Cuda 12.2 + python3.9

Vector-Gaming avatar Oct 26 '23 05:10 Vector-Gaming

encouter the same error with

python 3.8 
transformers                 4.34.0
flash-attn                   2.3.2
torch                        2.1.0a0+fe05266
accelerate                   0.23.0

zheyuye avatar Nov 06 '23 07:11 zheyuye

Probably an issue with pytorch version. Can you try pytorch 2.0.0 or 2.1.0?

tridao avatar Nov 06 '23 07:11 tridao

i have the same error, how to solving the error?

Kk1984up avatar Nov 08 '23 06:11 Kk1984up

I ran into this issue and solved it by doing this:

pip install flash_attn -U --force-reinstall

For me this re-installed all the libraries with the versions that flash_attn wants...

lhl avatar Nov 10 '23 12:11 lhl

Reached here with the exact same error trying to use axolotl. I did a fresh virtual env install of axolotl, and still ended up with this error. Using the note from @lhl , this error went away, but I did end up getting a few installation errors:

ERROR: pip's dependency resolver does not currently take into account all the packages that are installed. This behaviour is the source of the following dependency conflicts.
datasets 2.15.0 requires fsspec[http]<=2023.10.0,>=2023.1.0, but you have fsspec 2023.12.2 which is incompatible.
gcsfs 2023.10.0 requires fsspec==2023.10.0, but you have fsspec 2023.12.2 which is incompatible.
s3fs 2023.10.0 requires fsspec==2023.10.0, but you have fsspec 2023.12.2 which is incompatible.
xformers 0.0.22 requires torch==2.0.1, but you have torch 2.1.1 which is incompatible.

But, FWIW, this particular error went away.

samikrc avatar Dec 12 '23 09:12 samikrc

I used the latest version: "pip install flash-attn --no-build-isolation" and it was solved.

linhx25 avatar Mar 12 '24 08:03 linhx25

I have this problem solved thoroughly. I know why this happened and have found the solutions. The reason it told us that "undefined symbol" of CUDA 9 is a compiller's linker error, which didn't found the approprate symbols from dynamic library(.so files) For this phenomenon, it is CUDA>12. didn't contain CUDA9 symbols(from source building, someone might abbandon the CUDA 9 sources to support the lower versions). To solve this, you need to find CUDA 11.8 python installer *whl. For example, if you found exllamav2_ext.cpython mismatch CUDA9 symbols, you need to install the newest one (normally could be enough).

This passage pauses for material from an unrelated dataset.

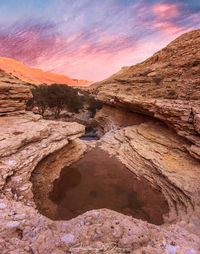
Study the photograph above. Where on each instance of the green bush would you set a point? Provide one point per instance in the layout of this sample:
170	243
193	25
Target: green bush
58	97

So, you need to change the requirements.txt, the counterpart of the exllamav2_ext.cpython: search this site https://github.com/turboderp/exllamav2/releases/download/ and through search cuda118, you can get this one to replace the old one in the requirments.txt (suppose you're using python==3.11)

https://github.com/turboderp/exllamav2/releases/download/v0.0.20/exllamav2-0.0.20+cu118-cp311-cp311-linux_x86_64.whl

then pip install -r requirments.txt

Also, for flash_rttn: you can replqace this as a example: https://github.com/Dao-AILab/flash-attention/releases/download/v2.5.8/flash_attn-2.5.8+cu118torch2.3cxx11abiFALSE-cp311-cp311-linux_x86_64.whl

he-mark-qinglong avatar May 08 '24 05:05 he-mark-qinglong

I built the flash-attention from the source and then the problem was solved.

git clone https://github.com/Dao-AILab/flash-attention.git
cd flash-attention
MAX_JOBS=4 python setup.py install
pip install -e .

TJKlein avatar Jun 06 '24 22:06 TJKlein

do not use version 2.5.9post1,use version 2.5.8, everything is fine

songhat avatar Jun 18 '24 02:06 songhat

I also used the latest version: "pip install flash-attn --no-build-isolation" and it was solved.

1276440215 avatar Jul 01 '24 07:07 1276440215

I ran into this issue and solved it by doing this:

pip install flash_attn -U --force-reinstall

For me this re-installed all the libraries with the versions that flash_attn wants...

I also usde this ,to solve my problem

rongkunxue avatar Jul 24 '24 03:07 rongkunxue